NewAge’s combined plan, statement hearing moved to Feb. 24

By Sarah Lizee

Olympia, Wash., Feb. 8 – NewAge, Inc.’s combined hearing on confirmation of its third amended Chapter 11 plan of liquidation and final approval of its disclosure statement was moved to Feb. 24 from Feb. 8, according to a notice filed with the U.S. Bankruptcy Court for the District of Delaware.

According to the plan, the assets that will be used for distributions to creditors consist of a liquidation trust with an initial principal amount of at least $1.5 million; causes of action against some of the debtors’ officers and directors in the Kwikclick lawsuit, which are being assigned to the liquidation trust, and of which there may or may not be up to $35 million of director & officer insurance coverage available; all other causes of action; and any remaining cash on hand.

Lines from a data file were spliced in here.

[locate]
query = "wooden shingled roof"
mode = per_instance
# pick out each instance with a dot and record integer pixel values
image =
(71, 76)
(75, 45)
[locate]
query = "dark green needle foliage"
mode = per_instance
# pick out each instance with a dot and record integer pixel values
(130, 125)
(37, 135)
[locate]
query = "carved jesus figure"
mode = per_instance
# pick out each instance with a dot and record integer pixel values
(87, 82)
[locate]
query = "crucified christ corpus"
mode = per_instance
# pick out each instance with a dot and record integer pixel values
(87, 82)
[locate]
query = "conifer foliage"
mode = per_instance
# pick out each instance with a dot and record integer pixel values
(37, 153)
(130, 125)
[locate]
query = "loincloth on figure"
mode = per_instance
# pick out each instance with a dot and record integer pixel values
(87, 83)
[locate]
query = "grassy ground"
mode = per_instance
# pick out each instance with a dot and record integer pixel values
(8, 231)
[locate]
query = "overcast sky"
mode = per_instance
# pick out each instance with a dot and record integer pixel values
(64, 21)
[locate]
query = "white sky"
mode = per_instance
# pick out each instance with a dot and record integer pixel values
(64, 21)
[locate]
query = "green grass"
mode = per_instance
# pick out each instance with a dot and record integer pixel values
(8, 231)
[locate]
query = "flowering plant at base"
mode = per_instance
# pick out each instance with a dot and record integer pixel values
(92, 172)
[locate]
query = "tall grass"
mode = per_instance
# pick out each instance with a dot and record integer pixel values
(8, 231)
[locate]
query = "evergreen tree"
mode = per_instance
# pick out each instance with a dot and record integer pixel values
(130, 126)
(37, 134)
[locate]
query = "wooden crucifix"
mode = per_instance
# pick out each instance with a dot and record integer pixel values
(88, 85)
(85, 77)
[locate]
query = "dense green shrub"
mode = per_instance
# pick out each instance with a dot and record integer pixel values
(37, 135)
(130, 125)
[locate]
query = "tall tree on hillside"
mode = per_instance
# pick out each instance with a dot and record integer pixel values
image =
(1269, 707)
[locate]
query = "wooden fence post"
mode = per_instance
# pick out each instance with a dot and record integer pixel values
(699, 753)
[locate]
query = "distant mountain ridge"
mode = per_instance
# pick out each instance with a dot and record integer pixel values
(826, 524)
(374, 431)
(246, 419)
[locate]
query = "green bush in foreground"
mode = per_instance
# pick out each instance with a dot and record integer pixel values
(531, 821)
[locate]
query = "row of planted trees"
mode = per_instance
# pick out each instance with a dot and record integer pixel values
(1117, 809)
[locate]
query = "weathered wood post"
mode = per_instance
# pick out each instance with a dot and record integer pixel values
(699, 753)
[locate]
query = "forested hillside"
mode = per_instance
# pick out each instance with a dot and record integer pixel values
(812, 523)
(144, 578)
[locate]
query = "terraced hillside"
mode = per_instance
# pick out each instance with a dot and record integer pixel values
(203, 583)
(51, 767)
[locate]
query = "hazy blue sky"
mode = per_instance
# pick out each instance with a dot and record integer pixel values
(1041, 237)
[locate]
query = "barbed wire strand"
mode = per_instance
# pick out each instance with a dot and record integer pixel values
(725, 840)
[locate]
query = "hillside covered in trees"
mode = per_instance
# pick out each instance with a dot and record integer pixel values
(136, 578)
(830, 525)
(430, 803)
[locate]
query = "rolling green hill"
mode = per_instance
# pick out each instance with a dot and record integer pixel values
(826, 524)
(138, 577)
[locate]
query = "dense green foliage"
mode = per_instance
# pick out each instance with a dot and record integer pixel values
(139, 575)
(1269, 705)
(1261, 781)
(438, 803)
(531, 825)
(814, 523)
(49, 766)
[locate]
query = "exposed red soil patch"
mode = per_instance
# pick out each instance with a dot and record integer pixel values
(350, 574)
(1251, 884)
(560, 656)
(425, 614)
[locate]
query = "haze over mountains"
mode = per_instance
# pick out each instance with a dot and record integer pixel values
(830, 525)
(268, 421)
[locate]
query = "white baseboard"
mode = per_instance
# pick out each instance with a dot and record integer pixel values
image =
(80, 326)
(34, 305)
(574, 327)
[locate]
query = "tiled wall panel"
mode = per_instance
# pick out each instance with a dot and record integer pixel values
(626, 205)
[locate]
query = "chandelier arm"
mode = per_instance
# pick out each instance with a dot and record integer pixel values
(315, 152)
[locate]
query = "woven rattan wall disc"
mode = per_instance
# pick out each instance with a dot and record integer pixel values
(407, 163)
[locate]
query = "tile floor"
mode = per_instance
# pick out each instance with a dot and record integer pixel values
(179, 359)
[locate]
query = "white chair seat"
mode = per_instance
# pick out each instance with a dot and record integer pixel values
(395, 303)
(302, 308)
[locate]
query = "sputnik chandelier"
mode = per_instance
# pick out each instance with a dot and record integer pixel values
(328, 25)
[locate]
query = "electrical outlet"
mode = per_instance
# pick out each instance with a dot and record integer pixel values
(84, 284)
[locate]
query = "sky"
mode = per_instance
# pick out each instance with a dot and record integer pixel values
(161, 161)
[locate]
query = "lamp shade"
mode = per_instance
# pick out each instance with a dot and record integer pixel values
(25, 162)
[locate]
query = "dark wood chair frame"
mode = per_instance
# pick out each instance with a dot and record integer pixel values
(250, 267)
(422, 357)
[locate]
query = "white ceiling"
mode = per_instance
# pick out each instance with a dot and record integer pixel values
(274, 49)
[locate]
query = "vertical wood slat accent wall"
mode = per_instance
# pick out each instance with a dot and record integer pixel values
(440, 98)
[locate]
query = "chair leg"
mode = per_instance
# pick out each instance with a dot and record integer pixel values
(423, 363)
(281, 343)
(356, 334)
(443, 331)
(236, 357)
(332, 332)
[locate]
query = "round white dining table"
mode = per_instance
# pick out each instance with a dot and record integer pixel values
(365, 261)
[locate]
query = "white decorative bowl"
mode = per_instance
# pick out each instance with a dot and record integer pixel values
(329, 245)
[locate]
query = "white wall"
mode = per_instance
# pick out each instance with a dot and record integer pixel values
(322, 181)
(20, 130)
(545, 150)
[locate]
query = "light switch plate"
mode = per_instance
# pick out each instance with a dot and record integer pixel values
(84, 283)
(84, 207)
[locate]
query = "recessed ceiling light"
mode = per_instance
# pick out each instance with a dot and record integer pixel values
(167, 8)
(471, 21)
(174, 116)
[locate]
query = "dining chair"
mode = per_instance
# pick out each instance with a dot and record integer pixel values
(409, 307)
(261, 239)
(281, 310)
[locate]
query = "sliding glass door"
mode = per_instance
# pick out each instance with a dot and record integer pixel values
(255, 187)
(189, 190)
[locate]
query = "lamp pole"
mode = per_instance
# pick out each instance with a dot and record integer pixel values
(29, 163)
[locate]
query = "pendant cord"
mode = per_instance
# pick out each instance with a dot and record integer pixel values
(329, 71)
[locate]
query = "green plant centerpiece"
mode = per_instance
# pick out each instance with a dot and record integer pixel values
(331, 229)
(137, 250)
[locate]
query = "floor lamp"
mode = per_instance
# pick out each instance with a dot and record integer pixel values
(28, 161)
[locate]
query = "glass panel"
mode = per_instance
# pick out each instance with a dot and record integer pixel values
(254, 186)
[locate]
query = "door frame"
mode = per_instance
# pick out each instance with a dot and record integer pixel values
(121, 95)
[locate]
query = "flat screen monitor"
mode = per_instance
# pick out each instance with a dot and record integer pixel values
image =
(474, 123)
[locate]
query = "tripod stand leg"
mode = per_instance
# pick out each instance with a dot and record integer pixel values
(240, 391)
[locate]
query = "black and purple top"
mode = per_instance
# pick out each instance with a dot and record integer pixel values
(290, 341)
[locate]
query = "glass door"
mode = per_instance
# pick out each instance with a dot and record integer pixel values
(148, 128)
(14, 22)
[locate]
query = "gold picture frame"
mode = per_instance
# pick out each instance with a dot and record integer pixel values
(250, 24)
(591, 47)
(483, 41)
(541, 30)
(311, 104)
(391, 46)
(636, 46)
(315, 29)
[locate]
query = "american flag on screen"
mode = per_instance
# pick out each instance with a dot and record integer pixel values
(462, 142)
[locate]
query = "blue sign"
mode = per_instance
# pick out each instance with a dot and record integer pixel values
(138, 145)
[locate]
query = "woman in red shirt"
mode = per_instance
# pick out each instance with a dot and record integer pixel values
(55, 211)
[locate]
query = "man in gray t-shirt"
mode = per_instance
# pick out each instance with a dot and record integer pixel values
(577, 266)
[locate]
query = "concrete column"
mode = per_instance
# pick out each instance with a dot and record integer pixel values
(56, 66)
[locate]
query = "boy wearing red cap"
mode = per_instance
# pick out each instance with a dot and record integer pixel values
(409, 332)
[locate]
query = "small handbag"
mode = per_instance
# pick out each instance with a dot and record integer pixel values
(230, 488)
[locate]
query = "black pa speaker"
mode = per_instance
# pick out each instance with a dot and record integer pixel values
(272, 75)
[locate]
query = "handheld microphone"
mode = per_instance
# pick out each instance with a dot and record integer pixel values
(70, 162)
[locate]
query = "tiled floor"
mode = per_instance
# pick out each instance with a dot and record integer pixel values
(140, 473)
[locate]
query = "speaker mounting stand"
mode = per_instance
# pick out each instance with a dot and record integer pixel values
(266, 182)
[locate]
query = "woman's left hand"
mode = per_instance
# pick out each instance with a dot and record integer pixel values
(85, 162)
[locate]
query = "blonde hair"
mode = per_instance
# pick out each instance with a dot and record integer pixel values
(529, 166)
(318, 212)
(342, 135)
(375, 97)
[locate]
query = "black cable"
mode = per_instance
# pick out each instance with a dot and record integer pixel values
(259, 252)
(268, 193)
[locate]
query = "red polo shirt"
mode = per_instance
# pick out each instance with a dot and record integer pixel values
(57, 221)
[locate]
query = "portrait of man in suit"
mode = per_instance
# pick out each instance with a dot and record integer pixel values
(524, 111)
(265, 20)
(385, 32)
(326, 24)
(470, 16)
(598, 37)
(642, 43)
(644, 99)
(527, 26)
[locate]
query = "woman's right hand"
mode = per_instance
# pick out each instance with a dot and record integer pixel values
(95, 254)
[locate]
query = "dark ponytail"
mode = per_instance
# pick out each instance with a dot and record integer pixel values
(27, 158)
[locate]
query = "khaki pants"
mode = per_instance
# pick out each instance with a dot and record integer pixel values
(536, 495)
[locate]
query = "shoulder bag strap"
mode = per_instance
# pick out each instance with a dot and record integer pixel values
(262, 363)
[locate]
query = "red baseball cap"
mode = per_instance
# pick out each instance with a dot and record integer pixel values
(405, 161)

The debtors anticipate that there will be about $1.5 million of net distributable assets to the liquidation trust, in addition to claim recoveries, which amounts are currently undetermined.

Under the plan, other secured claims are unimpaired.

Holders of class 2 general unsecured claims (estimated at $279,142 against NewAge, $14,808,711 against Morinda and $942,263 against Ariix) will receive their pro rata share of an interest in the liquidation trust.

Holders of general unsecured claims can opt to reduce their claims to the convenience claim threshold in order to participate in class 3 below, but by doing so they will be barred and will have waived their right to receive a distribution for the waived amount.

Holders of class 3 general unsecured claims (the administrative convenience class with a $249,710 total of claims from the three cases) will receive a distribution equal to 50% of their allowed claims unless the amount deposited into the GUC administrative convenience account is not enough to allow for this percentage distribution, in which case holders will receive their pro rata share, which will be less than 50% of their claims.

Holders of subordinated claims will receive their pro rata share of an interest in the liquidation trust assets that is subordinated to the holders of class 2 and will only receive a distribution after class 2 is paid in full.

Intercompany claims and interests will be canceled.

Holders of equity interests will receive a pro rata share of an interest in the liquidation trust that is subordinated to class 2 and subordinated claims, and will only receive a distribution until those classes are paid in full.

The Midvale, Utah-based direct-to-consumer organic and healthy products company filed bankruptcy on Aug. 30 under Chapter 11 case number 22-10819.